Background & aims: Although nitric oxide (NO) is known to influence the recruitment of neutrophils in inflamed tissue, its role in lymphocyte-endothelial cell interactions remains poorly understood. The objectives of this study were to assess the effects of NO synthesis inhibition on T-lymphocyte migration in microvessels of rat small intestine and to define the role of adhesion molecules in this process.
Methods: T lymphocytes collected from rat intestinal lymph were labeled with carboxyfluorescein diacetate succinimidyl ester and injected into the jugular vein of recipient rats.

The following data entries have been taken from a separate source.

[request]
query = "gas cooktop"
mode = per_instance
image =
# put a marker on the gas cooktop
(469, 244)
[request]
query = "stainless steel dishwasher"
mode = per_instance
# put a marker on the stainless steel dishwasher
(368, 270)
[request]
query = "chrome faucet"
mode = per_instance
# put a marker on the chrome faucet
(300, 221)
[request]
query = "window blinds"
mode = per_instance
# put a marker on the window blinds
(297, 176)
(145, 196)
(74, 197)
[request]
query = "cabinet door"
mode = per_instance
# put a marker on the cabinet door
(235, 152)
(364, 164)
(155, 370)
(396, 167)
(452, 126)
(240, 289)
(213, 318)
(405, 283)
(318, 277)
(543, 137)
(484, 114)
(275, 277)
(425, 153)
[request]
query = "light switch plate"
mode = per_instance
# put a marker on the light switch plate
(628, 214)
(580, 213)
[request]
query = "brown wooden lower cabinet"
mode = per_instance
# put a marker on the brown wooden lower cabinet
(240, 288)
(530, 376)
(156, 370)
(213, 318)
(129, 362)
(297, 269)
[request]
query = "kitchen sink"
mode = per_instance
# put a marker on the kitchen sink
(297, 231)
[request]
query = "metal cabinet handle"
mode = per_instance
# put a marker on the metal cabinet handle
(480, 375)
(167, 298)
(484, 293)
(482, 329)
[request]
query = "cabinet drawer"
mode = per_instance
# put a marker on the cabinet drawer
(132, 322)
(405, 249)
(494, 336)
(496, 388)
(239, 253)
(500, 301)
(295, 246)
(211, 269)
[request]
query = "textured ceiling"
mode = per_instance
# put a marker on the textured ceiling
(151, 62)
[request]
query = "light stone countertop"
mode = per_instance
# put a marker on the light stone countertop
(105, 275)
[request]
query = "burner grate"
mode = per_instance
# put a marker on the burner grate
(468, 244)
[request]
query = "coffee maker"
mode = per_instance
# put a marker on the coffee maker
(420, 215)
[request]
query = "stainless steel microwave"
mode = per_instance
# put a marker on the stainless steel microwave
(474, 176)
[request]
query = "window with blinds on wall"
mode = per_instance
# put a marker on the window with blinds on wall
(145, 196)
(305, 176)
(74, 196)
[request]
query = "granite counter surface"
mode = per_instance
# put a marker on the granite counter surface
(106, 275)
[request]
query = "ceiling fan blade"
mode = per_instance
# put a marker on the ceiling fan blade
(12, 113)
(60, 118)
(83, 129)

The migration of T lymphocytes into normal and NG-nitro-L-arginine methyl ester (L-NAME)-treated intestinal microvessels was monitored by using an intravital microscope.

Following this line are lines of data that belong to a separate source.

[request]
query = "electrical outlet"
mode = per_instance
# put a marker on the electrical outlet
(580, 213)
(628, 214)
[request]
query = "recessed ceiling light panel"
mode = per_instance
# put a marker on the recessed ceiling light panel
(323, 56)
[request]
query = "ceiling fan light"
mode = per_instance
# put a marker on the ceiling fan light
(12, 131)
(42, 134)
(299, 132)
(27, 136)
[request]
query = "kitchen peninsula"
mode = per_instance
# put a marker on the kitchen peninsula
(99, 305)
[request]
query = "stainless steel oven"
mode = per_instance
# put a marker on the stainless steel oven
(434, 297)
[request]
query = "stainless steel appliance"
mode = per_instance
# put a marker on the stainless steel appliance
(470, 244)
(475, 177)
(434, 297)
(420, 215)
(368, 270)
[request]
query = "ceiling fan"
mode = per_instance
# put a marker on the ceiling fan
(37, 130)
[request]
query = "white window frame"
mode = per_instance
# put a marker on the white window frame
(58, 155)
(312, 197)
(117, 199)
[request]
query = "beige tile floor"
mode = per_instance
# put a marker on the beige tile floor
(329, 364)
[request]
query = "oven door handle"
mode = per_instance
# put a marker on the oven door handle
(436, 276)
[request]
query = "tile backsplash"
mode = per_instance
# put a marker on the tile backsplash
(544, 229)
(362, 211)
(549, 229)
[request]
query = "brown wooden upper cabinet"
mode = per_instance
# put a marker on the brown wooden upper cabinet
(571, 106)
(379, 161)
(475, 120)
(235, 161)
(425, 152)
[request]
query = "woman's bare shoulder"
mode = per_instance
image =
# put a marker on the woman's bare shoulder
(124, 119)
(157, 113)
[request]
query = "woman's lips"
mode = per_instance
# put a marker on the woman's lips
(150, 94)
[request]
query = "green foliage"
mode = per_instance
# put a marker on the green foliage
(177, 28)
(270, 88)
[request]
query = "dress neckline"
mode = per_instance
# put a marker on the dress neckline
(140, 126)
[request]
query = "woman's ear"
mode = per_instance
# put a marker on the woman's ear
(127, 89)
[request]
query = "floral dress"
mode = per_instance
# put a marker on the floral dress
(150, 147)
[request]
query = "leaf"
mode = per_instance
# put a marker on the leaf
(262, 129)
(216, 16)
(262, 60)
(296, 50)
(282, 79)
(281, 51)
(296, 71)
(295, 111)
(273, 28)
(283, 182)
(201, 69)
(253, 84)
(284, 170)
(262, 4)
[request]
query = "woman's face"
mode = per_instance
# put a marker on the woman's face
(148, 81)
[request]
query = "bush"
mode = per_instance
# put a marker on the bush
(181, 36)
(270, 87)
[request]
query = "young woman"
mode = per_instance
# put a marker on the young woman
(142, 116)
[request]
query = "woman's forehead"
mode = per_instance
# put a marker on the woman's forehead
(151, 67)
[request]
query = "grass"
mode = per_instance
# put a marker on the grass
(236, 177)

Results: L-NAME significantly increased rolling and adherence of lymphocytes in postcapillary venules of Peyer's patches and submucosal venules without significantly decreasing red blood cell velocity. The subsequent appearance of lymphocytes in the initial lymphatics was also accelerated by L-NAME. Anti-4-integrin antibody markedly inhibited the L-NAME-induced lymphocyte-endothelial cell interaction. Anti-P-selectin monoclonal antibody also significantly attenuated these adhesive interactions in both vascular regions.
Conclusions: These data suggest that NO is an important modulator of lymphocyte migration in Peyer's patches and in nonlymphoid regions of the intestine.